Brandenburg testet neues Notdienstmodell für Apotheken bis Dezember
Ein neues Pilotprojekt verändert die Notdienstregelungen in Brandenburgs Apotheken. Die Änderungen, die die Landesapothekerkammer Brandenburg (LAK) Anfang Februar bekannt gab, sollen die Arbeitsbelastung der Apotheker verringern und gleichzeitig den Zugang zu Medikamenten verbessern. Die Reform war ursprünglich für Januar geplant, läuft nun aber bis Ende Dezember.

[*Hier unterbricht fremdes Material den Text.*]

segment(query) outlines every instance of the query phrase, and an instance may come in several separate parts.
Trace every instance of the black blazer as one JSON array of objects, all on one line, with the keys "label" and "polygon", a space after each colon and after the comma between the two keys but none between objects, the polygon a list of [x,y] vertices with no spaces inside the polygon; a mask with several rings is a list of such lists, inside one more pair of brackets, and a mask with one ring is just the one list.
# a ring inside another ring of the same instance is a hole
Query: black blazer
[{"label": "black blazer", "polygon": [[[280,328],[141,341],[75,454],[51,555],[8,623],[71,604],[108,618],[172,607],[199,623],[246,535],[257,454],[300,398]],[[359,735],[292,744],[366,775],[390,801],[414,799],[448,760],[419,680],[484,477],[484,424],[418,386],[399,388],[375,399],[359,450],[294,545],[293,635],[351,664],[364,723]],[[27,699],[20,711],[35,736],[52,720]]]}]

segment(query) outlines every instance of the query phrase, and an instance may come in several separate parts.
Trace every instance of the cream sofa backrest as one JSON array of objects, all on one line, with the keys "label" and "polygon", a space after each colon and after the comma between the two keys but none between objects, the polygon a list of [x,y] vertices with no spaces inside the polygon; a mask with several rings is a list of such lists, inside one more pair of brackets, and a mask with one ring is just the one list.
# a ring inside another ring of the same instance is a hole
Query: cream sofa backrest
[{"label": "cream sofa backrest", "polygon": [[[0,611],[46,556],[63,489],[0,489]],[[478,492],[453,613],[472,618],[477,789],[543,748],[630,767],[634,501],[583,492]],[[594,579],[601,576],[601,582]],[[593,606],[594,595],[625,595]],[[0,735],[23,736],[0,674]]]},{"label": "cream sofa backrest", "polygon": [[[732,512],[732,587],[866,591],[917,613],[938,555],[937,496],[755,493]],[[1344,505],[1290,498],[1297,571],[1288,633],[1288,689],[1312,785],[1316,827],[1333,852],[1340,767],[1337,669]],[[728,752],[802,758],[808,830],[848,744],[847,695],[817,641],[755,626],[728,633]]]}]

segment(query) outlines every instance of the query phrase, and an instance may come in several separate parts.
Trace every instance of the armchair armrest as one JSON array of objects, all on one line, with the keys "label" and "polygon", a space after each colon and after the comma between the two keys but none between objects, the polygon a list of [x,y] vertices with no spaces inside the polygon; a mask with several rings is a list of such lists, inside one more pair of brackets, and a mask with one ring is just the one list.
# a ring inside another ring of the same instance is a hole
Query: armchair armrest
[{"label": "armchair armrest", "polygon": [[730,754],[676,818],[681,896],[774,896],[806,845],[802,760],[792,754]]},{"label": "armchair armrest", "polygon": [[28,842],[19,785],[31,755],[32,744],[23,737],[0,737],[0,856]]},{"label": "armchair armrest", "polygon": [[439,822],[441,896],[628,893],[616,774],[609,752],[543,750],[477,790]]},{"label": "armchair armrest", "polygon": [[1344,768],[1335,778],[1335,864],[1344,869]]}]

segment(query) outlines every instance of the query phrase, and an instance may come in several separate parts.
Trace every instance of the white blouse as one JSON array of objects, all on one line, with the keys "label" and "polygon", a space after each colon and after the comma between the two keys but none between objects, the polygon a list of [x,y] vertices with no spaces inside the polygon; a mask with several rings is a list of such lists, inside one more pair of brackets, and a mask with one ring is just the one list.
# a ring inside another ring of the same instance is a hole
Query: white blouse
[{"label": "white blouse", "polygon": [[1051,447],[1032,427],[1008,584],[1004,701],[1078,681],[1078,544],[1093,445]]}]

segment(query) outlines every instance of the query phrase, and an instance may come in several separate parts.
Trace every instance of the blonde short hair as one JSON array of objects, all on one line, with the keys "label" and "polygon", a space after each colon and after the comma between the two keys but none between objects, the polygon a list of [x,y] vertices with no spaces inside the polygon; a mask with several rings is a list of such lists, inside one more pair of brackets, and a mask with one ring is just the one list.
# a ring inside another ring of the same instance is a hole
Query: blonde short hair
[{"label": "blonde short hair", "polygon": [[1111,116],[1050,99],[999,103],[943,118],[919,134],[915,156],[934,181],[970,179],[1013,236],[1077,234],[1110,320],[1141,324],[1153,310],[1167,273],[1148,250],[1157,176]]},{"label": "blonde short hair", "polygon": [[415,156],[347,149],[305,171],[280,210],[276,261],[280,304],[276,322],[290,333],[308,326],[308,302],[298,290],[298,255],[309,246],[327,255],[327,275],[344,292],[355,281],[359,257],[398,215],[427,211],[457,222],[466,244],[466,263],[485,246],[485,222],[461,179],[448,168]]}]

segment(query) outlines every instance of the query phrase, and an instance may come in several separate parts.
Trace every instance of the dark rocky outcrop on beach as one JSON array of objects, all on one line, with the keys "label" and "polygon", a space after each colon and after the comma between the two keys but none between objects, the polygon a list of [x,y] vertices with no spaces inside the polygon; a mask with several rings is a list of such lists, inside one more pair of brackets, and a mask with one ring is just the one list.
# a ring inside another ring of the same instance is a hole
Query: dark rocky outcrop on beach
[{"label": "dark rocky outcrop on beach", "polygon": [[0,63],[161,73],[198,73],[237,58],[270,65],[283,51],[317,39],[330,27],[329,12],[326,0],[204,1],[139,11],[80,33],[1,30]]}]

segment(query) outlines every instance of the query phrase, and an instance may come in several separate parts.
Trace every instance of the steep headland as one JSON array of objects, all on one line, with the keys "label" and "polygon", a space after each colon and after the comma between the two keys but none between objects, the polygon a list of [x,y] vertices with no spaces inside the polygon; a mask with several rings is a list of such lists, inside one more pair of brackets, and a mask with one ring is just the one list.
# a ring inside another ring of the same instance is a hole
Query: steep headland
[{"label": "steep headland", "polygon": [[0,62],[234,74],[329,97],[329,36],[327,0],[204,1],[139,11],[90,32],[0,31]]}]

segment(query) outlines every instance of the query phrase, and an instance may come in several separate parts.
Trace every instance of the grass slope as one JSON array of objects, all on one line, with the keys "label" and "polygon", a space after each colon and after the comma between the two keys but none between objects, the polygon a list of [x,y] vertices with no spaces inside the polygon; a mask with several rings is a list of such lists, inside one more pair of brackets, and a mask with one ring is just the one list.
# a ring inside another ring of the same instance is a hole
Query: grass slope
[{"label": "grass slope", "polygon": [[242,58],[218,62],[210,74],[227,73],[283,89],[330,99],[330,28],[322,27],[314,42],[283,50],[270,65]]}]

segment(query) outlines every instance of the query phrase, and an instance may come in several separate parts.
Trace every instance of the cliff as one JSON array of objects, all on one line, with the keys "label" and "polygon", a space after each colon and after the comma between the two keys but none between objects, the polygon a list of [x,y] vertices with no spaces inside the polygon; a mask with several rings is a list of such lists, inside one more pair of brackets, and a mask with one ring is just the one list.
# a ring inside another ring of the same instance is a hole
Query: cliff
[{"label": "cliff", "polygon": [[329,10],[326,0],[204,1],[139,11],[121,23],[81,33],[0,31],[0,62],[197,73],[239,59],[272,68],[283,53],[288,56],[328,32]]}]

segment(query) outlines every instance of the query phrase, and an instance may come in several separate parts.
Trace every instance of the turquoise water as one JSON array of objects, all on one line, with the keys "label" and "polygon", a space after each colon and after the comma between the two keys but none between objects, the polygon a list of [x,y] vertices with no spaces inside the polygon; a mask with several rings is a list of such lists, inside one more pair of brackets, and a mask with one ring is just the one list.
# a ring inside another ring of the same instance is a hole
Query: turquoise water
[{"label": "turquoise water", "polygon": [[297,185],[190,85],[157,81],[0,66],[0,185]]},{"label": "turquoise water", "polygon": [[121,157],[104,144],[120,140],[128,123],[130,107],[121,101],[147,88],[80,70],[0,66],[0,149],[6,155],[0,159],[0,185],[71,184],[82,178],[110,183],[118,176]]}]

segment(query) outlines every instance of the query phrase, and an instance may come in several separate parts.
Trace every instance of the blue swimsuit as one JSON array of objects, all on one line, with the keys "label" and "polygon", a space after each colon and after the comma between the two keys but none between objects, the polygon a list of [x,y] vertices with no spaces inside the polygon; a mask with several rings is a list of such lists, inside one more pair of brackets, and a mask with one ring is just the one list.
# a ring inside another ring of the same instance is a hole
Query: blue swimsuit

Erstmals vorgeschlagen wurde die Reform unter der ehemaligen Gesundheitsministerin Ursula Nonnemacher von den Grünen. Ihr Hauptziel ist es, die langfristige Arzneimittelversorgung in der Region zu sichern und das Personal effizienter einzusetzen. Im neuen System wechseln sich die Apotheker alle 20 Tage statt wie bisher alle 13 Tage im Notdienst ab, was die Häufigkeit ihrer Einsätze reduziert.
Eine Umfrage der LAK ergab, dass der Apothekennotdienst vor allem an Wochenenden stark nachgefragt wird. Diese Erkenntnis floss in das neue Modell ein, das keine teilweisen Notdienstzeiten mehr vorsieht. Peter Schmieder, Apotheker in Golzow, begrüßt die Änderungen, bleibt aber vorsichtig optimistisch. Er unterstützt zudem den Vorschlag, Notdienste an Krankenhäusern anzusiedeln – eine Idee, die in den weiteren Diskussionen zur Notfallversorgung aufgekommen ist.
Thomas Müller, ein hochrangiger Beamter im Bundesgesundheitsministerium (BMG), bezeichnete die neue Vergütung für die Notdienste als "überaus attraktiv". Die Reform könnte die bisherigen Sätze fast verdoppeln und den Apothekern so bessere finanzielle Anreize bieten.
Das Pilotprojekt erprobt das neue Notdienstmodell bis zum 31. Dezember. Bei Erfolg könnte es zum Vorbild für eine bessere Balance zwischen Arbeitsbelastung der Apotheker und Patientenbedürfnissen in ganz Brandenburg werden. Langfristig soll die Reform das System auch nachhaltiger gestalten.